Bischoff’s current company is called Headwaters Innovation Inc., based in Red Wing. The Phase I Small Business Innovation and Research (SBIR) grant was awarded to the firm in September.
 
An expert consultant in product development as well as an engineer, Bischoff is the owner of 12 patents. In 2003 he co-founded Mendota Heights-based Healthsense, which makes a remote monitoring system that alerts caregivers to changes in the behavior of elderly patients.
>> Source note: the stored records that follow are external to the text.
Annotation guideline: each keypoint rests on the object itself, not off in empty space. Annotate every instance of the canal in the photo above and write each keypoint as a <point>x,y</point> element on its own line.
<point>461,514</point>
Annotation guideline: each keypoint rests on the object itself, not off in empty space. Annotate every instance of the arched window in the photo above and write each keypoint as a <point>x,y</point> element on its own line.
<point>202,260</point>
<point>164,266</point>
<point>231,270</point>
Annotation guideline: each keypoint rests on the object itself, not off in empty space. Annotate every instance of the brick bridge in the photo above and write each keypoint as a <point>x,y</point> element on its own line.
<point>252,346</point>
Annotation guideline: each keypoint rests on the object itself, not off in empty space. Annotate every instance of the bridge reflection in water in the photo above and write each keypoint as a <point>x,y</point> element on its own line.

Before that, he held management positions with Emerson Process Management and Honeywell, managing the latter’s global Control Products business unit.
 
He is also currently teaching a course on new product design and development at the University of St. Thomas.
 
Contacted by TCB, Bischoff declined to comment on the blood washing device project, citing the sensitivity of the current stage, but confirmed the SBIR grant is indeed related to commercialization of technology invented by the U of M’s Hubel, who is hailed as one of the country’s leading experts and innovators in cell and tissue preservation.
 
She is currently the director of the Biopreservation Core Resource (BioCoR), a national resource in biopreservation based at the U of M that serves hospitals, biobanks, companies and academic institutions. In her 20-year career as a mechanical engineering professor, Hubel has experience spanning basic studies of preservation, development of protocols for preservation and education and training.
 
Hubel also has an entrepreneurial side, founding her own startup, Mesoflow Inc., and serves as deputy director for skills development for MN-REACH, the NIH-funded research hub established at the U. Its mission is to distribute grants for health care technologies that both address unmet medical needs and are within “a few actionable steps” of commercialization.